# Odd cory behaviour



## Kezzab (5 Mar 2017)

I've recently set up a new tank (journal is Stig of the Sump) and transferred some fish across from an old tank, including two Cory sterbai (sp!). They've been in for 2 or 3 weeks and just relentlessly swim up and down the glass, mainly at the back of the tank. Why?

The substrate is more gravel than old tank, but there are areas of quite fine sand (which they ignore). It's almost stressful watching them.

All other fish seem to be behaving normally.

thoughts?


----------



## AlbaAquarist (5 Mar 2017)

Hi, I took a look at your journal, lovely tank. In my experience it take around 4-6 weeks for Corydoras to settle in and stop 'glass surfing'. It's a fairly common occurence for Cories as far as I know and mine still do it occasionally.
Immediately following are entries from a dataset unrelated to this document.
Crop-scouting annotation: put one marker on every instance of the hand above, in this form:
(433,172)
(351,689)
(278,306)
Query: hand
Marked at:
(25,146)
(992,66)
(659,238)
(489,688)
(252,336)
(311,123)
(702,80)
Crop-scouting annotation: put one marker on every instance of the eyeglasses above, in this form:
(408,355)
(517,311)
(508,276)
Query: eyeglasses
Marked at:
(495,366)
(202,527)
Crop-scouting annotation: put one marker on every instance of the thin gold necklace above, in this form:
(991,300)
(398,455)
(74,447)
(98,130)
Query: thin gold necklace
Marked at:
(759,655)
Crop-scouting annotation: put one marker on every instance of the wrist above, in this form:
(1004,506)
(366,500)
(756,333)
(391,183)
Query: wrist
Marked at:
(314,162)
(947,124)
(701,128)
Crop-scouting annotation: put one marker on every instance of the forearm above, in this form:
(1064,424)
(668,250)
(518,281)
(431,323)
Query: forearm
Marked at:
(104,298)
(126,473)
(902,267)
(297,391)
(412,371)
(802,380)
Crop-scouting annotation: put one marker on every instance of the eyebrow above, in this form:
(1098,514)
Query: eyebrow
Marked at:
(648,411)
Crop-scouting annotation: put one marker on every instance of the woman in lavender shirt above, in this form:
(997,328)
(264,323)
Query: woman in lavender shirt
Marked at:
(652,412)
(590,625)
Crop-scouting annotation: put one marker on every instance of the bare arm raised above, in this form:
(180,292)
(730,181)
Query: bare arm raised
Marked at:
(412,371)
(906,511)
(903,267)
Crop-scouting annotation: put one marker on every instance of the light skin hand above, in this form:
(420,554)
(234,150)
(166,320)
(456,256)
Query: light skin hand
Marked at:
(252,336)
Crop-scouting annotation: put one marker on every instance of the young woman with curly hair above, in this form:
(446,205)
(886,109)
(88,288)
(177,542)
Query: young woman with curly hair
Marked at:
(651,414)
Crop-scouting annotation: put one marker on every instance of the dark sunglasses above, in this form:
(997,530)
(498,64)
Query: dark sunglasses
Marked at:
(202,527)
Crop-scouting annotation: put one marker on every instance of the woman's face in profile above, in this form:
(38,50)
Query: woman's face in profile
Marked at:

I wouldn't be particulary worried about it, but if it continues constantly after another couple of weeks there could be something stressing them. Ideally you should really keep Corydoras in larger groups, at least 4 with the more the better, they are very social fish.


----------



## Kezzab (5 Mar 2017)

thanks for the reply. I'll give it some time and pick up another 2 at some point, I have the space now!


----------



## Sonsey (12 Mar 2017)

Nothing to worry about at all, this is common Cory behaviour. Every species of Cory I have ever owned has done this, my Pandas were doing it just last night before I turned the lights off lol.

Corys are very social fish so if you have the space and the funds I'd recommend numbers of 7+ if possible, the males will often chase the females up and down the glass and if conditions are right you might find some eggs laid on the glass as well


----------